Monday, January 6, 2020
Niels Lyhne by Jens Peter Jacobsen
Atheist coming-of-age story
Danish author Jens Peter Jacobsen is one of a group of writers associated with what’s known as the Modern Breakthrough in Scandinavian literature, in which several writers in Denmark, Norway, and Sweden broke away from the prevailing romanticism in European literature and forged a movement towards naturalism. French author Emile Zola is generally considered the founder of naturalism, but while he was formulating his naturalist school in Paris, Danish literary critic Georg Brandes was simultaneously spearheading a similar movement in Scandinavia. One of Brandes’s recruits was Jacobsen, whose novel Niels Lyhne was published in 1880.
While romantic literature emphasizes individualism and spirituality, naturalist literature emphasizes a more scientific view of the world in which human beings are inescapably formed, governed, and directed by natural forces. One such natural force is heredity, as Jacobsen illustrates in Niels Lyhne.
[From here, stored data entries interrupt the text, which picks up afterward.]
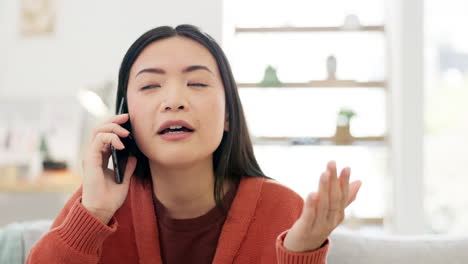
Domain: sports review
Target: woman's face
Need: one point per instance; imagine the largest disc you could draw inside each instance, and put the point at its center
(162, 87)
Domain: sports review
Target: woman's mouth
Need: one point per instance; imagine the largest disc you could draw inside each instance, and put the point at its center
(175, 133)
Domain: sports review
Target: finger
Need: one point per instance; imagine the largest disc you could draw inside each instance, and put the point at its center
(322, 206)
(344, 183)
(354, 188)
(110, 128)
(310, 207)
(118, 119)
(102, 143)
(331, 166)
(335, 205)
(129, 169)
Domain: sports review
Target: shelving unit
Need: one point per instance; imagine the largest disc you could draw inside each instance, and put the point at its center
(357, 141)
(329, 83)
(322, 84)
(374, 28)
(49, 181)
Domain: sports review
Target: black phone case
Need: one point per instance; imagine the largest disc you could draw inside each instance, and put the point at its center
(120, 157)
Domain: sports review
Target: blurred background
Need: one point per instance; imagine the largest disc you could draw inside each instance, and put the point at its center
(378, 85)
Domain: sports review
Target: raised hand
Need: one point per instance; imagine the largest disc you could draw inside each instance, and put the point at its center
(323, 211)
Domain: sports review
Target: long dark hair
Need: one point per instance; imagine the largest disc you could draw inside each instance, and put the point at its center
(234, 158)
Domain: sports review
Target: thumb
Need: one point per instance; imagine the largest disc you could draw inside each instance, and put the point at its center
(309, 210)
(129, 169)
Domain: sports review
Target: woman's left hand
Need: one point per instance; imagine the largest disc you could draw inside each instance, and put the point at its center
(322, 212)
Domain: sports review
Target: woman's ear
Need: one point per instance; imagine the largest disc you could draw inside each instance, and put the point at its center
(226, 122)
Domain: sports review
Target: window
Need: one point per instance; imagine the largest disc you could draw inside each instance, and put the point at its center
(446, 116)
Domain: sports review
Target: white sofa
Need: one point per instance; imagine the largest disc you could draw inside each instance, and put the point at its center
(348, 247)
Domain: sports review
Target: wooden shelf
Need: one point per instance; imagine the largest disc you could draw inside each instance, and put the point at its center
(373, 28)
(320, 84)
(318, 141)
(49, 181)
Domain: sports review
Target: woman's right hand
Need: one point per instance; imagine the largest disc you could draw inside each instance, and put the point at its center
(102, 196)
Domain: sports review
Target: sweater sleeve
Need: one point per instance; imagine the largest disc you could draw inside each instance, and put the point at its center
(76, 236)
(284, 256)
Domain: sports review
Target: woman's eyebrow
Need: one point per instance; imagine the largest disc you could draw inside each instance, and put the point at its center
(185, 70)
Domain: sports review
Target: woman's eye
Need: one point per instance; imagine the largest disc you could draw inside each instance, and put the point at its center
(198, 84)
(149, 86)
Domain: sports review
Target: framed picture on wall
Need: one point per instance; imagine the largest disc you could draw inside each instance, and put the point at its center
(37, 17)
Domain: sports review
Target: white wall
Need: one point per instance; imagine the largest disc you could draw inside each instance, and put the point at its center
(89, 43)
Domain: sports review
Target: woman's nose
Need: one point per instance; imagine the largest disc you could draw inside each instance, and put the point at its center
(181, 107)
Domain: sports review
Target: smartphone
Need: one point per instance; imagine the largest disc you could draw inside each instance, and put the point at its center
(120, 157)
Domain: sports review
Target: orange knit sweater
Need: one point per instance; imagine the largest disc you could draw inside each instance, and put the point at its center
(260, 215)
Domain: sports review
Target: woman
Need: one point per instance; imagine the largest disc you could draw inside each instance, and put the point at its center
(192, 190)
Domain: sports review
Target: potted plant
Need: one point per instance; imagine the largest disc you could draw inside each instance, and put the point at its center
(342, 134)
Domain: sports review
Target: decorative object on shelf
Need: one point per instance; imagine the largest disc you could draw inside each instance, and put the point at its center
(351, 23)
(97, 100)
(342, 134)
(270, 78)
(37, 17)
(47, 162)
(331, 67)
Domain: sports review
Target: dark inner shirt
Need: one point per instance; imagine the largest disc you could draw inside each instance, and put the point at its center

The novel begins with the courtship and marriage of Niels’s parents. His mother lives a sheltered, insular, small-town life. Through a love for poetry, she finds some escape from her mundane existence and develops into an inveterate dreamer. She is attracted to Niels’s father, who comes from a wealthier and more cosmopolitan family, because he has traveled to foreign lands and gained an appreciation for arts and culture. After their marriage, however, the romance of Mr. Lyhne wears off as he becomes just another practical business man. Mrs. Lyhne than shifts her lofty dreams to her son and instills in Niels the romantic visions she can no longer share with her husband. Under her influence, Niels decides to become a poet. As he grows older, however, he finds his life drifting further and further from the idealistic dreams of his youth as his manhood is shaped by a series of events that transform those dreams into lost illusions.
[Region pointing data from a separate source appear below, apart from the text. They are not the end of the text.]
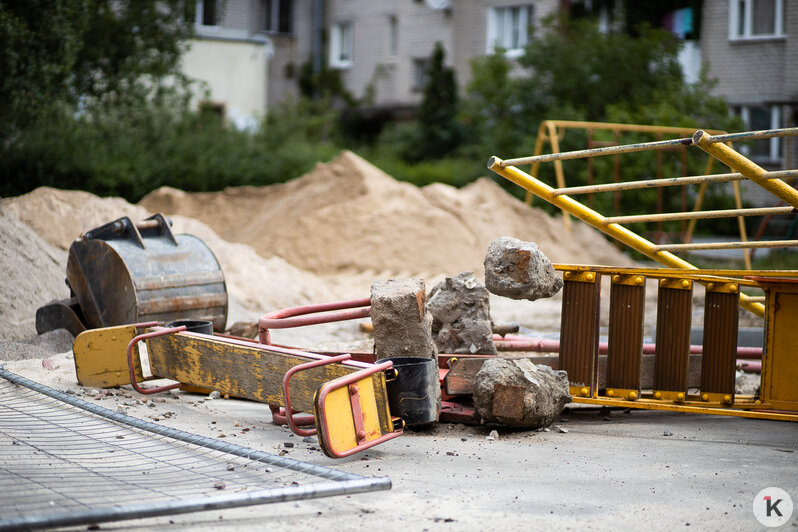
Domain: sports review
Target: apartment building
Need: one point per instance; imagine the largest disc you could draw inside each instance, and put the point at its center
(230, 53)
(251, 52)
(751, 48)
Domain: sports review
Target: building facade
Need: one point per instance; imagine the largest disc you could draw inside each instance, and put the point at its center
(751, 48)
(230, 54)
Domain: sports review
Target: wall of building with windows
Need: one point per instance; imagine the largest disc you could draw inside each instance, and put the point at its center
(385, 45)
(751, 48)
(230, 54)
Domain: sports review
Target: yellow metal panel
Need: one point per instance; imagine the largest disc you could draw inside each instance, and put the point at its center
(339, 418)
(246, 370)
(101, 357)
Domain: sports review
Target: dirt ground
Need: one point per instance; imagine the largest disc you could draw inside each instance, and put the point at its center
(328, 236)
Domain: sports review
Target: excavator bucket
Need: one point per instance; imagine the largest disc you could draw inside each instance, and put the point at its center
(122, 273)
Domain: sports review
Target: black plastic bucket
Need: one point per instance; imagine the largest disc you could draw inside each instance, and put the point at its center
(198, 326)
(413, 395)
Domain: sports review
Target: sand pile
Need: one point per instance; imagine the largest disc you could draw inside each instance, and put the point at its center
(254, 283)
(325, 236)
(60, 216)
(347, 215)
(32, 273)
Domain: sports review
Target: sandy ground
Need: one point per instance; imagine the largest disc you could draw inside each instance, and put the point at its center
(328, 236)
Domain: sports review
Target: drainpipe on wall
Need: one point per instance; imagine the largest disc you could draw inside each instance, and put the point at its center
(318, 28)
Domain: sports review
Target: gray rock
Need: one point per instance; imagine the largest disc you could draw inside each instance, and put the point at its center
(519, 270)
(402, 323)
(460, 308)
(519, 393)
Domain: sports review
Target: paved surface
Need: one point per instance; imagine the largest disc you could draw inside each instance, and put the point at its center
(605, 472)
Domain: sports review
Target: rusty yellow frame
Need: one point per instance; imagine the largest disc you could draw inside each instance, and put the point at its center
(554, 130)
(773, 383)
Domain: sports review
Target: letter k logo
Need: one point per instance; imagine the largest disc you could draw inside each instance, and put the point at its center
(772, 506)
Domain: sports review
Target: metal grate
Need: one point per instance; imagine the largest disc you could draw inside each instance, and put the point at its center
(64, 461)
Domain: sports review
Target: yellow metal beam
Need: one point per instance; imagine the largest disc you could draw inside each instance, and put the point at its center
(670, 407)
(745, 166)
(596, 220)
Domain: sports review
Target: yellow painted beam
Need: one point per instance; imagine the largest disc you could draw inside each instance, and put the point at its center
(596, 220)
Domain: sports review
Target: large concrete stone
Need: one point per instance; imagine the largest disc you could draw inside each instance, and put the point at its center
(402, 323)
(519, 270)
(460, 308)
(519, 393)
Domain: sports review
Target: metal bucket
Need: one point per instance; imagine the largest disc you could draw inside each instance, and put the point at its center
(413, 395)
(123, 273)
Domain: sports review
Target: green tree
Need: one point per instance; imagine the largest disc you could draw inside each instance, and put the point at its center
(62, 56)
(439, 129)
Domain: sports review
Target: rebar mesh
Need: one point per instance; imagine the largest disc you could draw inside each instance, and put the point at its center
(64, 461)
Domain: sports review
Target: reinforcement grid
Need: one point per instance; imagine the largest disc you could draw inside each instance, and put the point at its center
(64, 461)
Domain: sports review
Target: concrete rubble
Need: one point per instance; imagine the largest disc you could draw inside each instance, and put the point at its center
(461, 323)
(402, 323)
(519, 270)
(520, 394)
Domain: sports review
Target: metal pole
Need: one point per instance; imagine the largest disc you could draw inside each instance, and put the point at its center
(752, 171)
(595, 152)
(700, 215)
(729, 245)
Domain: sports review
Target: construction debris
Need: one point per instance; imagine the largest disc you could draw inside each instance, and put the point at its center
(519, 393)
(402, 323)
(460, 308)
(519, 270)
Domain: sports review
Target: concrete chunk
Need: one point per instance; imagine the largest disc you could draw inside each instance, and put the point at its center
(402, 323)
(519, 393)
(460, 308)
(519, 270)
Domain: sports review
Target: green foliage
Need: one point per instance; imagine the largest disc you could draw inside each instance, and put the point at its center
(60, 56)
(40, 41)
(131, 154)
(438, 129)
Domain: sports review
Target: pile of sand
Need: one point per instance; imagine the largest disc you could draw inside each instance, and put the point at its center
(255, 283)
(322, 237)
(347, 216)
(32, 273)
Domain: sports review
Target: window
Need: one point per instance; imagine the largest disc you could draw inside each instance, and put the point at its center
(508, 28)
(279, 16)
(420, 73)
(207, 13)
(756, 118)
(756, 19)
(341, 45)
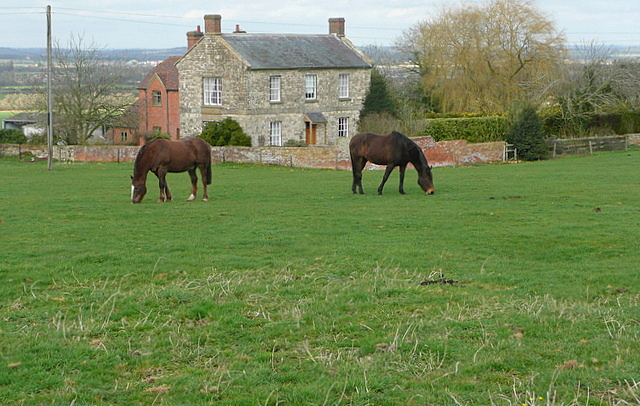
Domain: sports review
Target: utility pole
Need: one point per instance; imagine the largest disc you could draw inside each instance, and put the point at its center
(49, 96)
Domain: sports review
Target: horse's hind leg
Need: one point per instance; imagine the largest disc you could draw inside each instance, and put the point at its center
(401, 187)
(203, 173)
(387, 172)
(194, 184)
(165, 194)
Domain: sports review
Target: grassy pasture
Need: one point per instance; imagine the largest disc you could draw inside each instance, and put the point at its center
(512, 285)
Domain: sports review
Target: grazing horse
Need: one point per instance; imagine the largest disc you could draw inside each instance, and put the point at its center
(392, 150)
(161, 156)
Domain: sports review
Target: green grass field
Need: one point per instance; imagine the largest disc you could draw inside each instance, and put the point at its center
(512, 285)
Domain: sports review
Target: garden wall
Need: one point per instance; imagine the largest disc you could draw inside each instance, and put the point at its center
(444, 153)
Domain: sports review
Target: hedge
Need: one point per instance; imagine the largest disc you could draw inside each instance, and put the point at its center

Naturalism often goes hand in hand with atheism, and Jacobsen was a confirmed atheist. One of the reasons I chose to read this book is because Niels Lyhne has a reputation as a pioneering work of freethought literature. Even the introduction to the English edition of 1921, by translator Hanna Astrup Larsen, calls attention to this particular aspect of the book. While there is an atheist message to this novel, however, Jacobsen sure does make you wait for it. Other than one brief conversation about midway through the text, only the final 10 percent of the novel deals explicitly with atheism and religion. It is worth waiting for, however, as this is one of the most frank and forthright depictions of nonbelief in the literature of its time. Even so, the bulk of the novel primarily concerns itself with the various love affairs one usually finds in a coming-of-age novel. Even though Jacobsen was a professional scientist—a botanist influenced by Darwin—Niels’s adherence to atheism is based more on an emotional rejection of God over the loss of loved ones rather than on any rational philosophical basis. The book’s final chapters evoke the brutally frank detachment and deterministic fatalism one finds in the writings of Zola and his disciples. The rest of the novel, however, feels more tied to the emotionalism of the Romantic era, though in a protomodern style evocative of the early novels of Hermann Hesse or Bjørnstjerne Bjørnson.
Given Jacobsen’s strong Darwinian inclinations, Niels Lyhne was not quite the freethought manifesto I was hoping for. It is still advanced for its time, however, and a worthwhile read for those who enjoy Scandinavian literature.